Les entreprises y ont également trouvé leur compte en accédant à une diversification de leurs sources de financement de manière simple et rapide, pour des financements de quelques centaines de milliers d’euros tout en bénéficiant de la visibilité générée par une campagne de financement participatif.
Le modèle économique reposait alors sur la capacité de la plateforme à attirer un grand nombre de prêteurs mais aussi un grand nombre d’emprunteurs, sur un rythme de dossiers régulier. Les entreprises présentées étaient principalement des TPE ou des commerces de proximité qui n’avaient peut-être pas toujours la structure d’organisation ou les moyens humains requis à la bonne gestion d’une entreprise. Les cas de défaut se sont alors multipliés, la réputation auprès des prêteurs s’est dégradée et l’arrivée de nouveaux entrants sur le secteur s’est intensifiée.
Principalement, un nouvel acteur du crowdlending est apparu en 2015 avec des moyens financiers importants et surtout avec un modèle économique redoutable : associer les prêteurs individuels aux prêteurs institutionnels. Ce nouvel entrant a alors conquis le marché, avec une pression forte sur les commissions appliquées aux emprunteurs (3% lorsque le secteur proposait 5 à 6% en moyenne), avec une capacité de garantir des montants de financement importants de plusieurs millions d’euros et pour des taux d’intérêt inférieurs à 7% lorsque le marché proposait des taux supérieurs à 8% en moyenne. Les meilleurs emprunteurs se sont alors naturellement reportés sur cette nouvelle plateforme, laissant peut-être à Unilend des dossiers plus délicats, pour des frais appliqués plus bas alors que la structure comptait une quinzaine de collaborateurs. Unilend s’est alors peut-être retrouvée en tenaille, en l’absence de taille critique sur un marché représentant quelques millions d’euros en France lorsqu’il représente des milliards en Angleterre (à titre d’exemple, Finding Circle, plateforme de prêt aux PME créée en 2010, a financé 50.000 entreprises auprès de 80.000 prêteurs pour plus de 5 milliards de livres).
Alors le marché du crowdfunding en France est-il viable ? Faut-il parler de crowdfunding pour les plateformes qui ont opté pour un modèle de campagnes à 95% collectées par des prêteurs institutionnels ?

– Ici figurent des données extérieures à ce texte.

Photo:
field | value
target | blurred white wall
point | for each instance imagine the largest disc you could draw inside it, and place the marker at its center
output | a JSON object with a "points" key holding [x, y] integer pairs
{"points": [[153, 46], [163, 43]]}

Le marché du crowdlending est encore dense, une poignée d’acteurs généralistes soutenus par des fonds institutionnels trustent le marché. Pour le crowdfunding pur (100% financé par la foule), là aussi il existe des leviers de croissance sur un secteur voué à se pérenniser tant le marché des PME est laissé vacant par les banques, les dispositifs portés par les pouvoirs publics, et notamment la loi PACTE, tendent à se concrétiser pour flécher l’épargne productive des Français vers les entreprises, les comportements évoluent à l’heure où presque 4 millions de français ont déjà contribué à une campagne de financement participatif et enfin, les plateformes se spécialisent sur des créneaux spécifiques et à forte valeur ajoutée (créneaux produits de type equity ou obligataire, créneaux clients de type investisseurs fortunés, PME innovantes et de croissance et créneaux sectoriels de type agriculture, immobilier, énergies renouvelables…).
La viabilité du marché en France se fera par la variété des offres proposées, la spécialisation des plateformes et par l’accentuation d’un environnement propice au développement des initiatives collaboratives.